As noted in my brief comment on this week's post, I'm still working on a bit of longer rant. But as with most rants, there's a lot of ... spillover ideas (?)... that don't quite make it into the full story because they'd become a long aside that becomes a distraction. But that's the kind of thing that fits great into these Thursday subscriber posts!

So next week's post is at a very high level, talking about a failure of strategy that is aided and enabled by data science. It's a phenomenon of our hyper-analytic world where having "hard fact" numbers of cost and benefit can lead entire organizations to confidently march off onto a self-destroying tailspin.

One of the spillover thoughts from thinking about the topic is one about confidence – how numbers inspire people into having confidence that can be completely unfounded because they're not listening to the caveats that we try to give when explaining results.

What I mean is, I can tell people that version A of an A/B test is better because we found a statistically significant effect. Those people will happily launch version A to production because it is "better" along whatever those metrics are. Meanwhile, they're much more hesitant to run with the same version A if they only have qualitative feedback that things are better. This ostensibly is because larger volumes of data (and statistical significance) are supposed to be better and more definitive than qualitative anecdotes.

But this mental weighting bias of quantitative studies versus qualitative studies can be pretty wrong. Qualitative work can say all sorts of things about how users like the new version more, how they're less confused, how they get a better perception of the company brand. These are all things that are very tricky to operationalize into metrics that show up in a traditional A/B test. You'd have to jump through hoops about task completion times, ask users survey questions, or come up with other arcane metrics. All those measurements have more inherent error in them because they're trying to measure fuzzy constructs. Many of them may never differ enough to be detected as a statistical difference. So the most common solution is to... just use convenient high level metrics like "revenue generated" and ignore the rest.

While qualitative work and even our own user experiences can scream to us that version B is better, unless they're measured and compared during the test, version A might win out due to how it's using an easy-to-use metric that ignores all the things that the qualitative work measures. A purely data-driven company would go with version A and potentially miss all the subtle benefits of version B forever. They'd also make this decision with a huge amount of confidence because, well, version A "won" the test and it was statistically significant to boot.
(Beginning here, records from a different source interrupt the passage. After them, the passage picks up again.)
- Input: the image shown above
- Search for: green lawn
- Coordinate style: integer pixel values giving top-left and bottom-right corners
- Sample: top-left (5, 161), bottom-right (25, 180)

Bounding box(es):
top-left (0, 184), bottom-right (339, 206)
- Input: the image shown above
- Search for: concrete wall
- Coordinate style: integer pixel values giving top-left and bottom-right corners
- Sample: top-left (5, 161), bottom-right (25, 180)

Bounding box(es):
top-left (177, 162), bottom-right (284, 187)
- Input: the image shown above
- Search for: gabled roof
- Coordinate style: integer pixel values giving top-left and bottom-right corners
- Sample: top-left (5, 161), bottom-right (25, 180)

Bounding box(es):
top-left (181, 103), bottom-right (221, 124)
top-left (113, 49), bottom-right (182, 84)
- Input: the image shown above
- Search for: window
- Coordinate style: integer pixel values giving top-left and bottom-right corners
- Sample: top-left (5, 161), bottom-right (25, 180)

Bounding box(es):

I don't know how many opportunities are lost in such exchanges every day, but there must be a lot. This isn't even like we don't tell data scientists that setting the correct test metrics is extremely important. I'm sure most data scientists are aware of this inherent danger and try to use the relevant data points available. The problem is that some of the most relevant things are just extremely hard to measure. So we ignore them out of convenience. A convenience that may lead us to randomly step off a cliff.

So the question I ask myself is... how do I make it so people are less likely to pretend that their decision-making process with the aid of data is still loaded with lots of unknowns and confounds. That we're surrounded by surprises and blind spots. That the game we need to be playing is one of imperfect information like poker and not of perfect information like chess.

Because it's so damn easy to pretend that your business works like a chess game when you focus only on the data that's at your fingertips. When you have years and years of historical data across millions of users, you can build a pretty convincing causal network of how your business works off of that. Given enough factors and imagination, you can p-hack your way to metrics network that you believe explains how your business makes money. If you're silly enough to actually believe in that and base all your business decisions on that model... well, good luck because you're going to get "disrupted" one day.

I don't have a clear answer to this question. What I do know is that there are two broad types of work – the chess-like part where you analyze everything you have to make stuff better, and the poker-like part where you need to react to the world while not knowing how everything works. Most reasonable people know that these types of work exist, but I've definitely seen when culture puts blinders on people and they mistake one for the other.

Whatever game we're playing, there are quantitative data tools at our disposal. They're different tools and often can represent different fields of expertise, but we at least have them to apply. I'm just not quite sure if we ourselves remember when to switch toolsets. I'm also not sure if people are willing to listen and switch modes with us.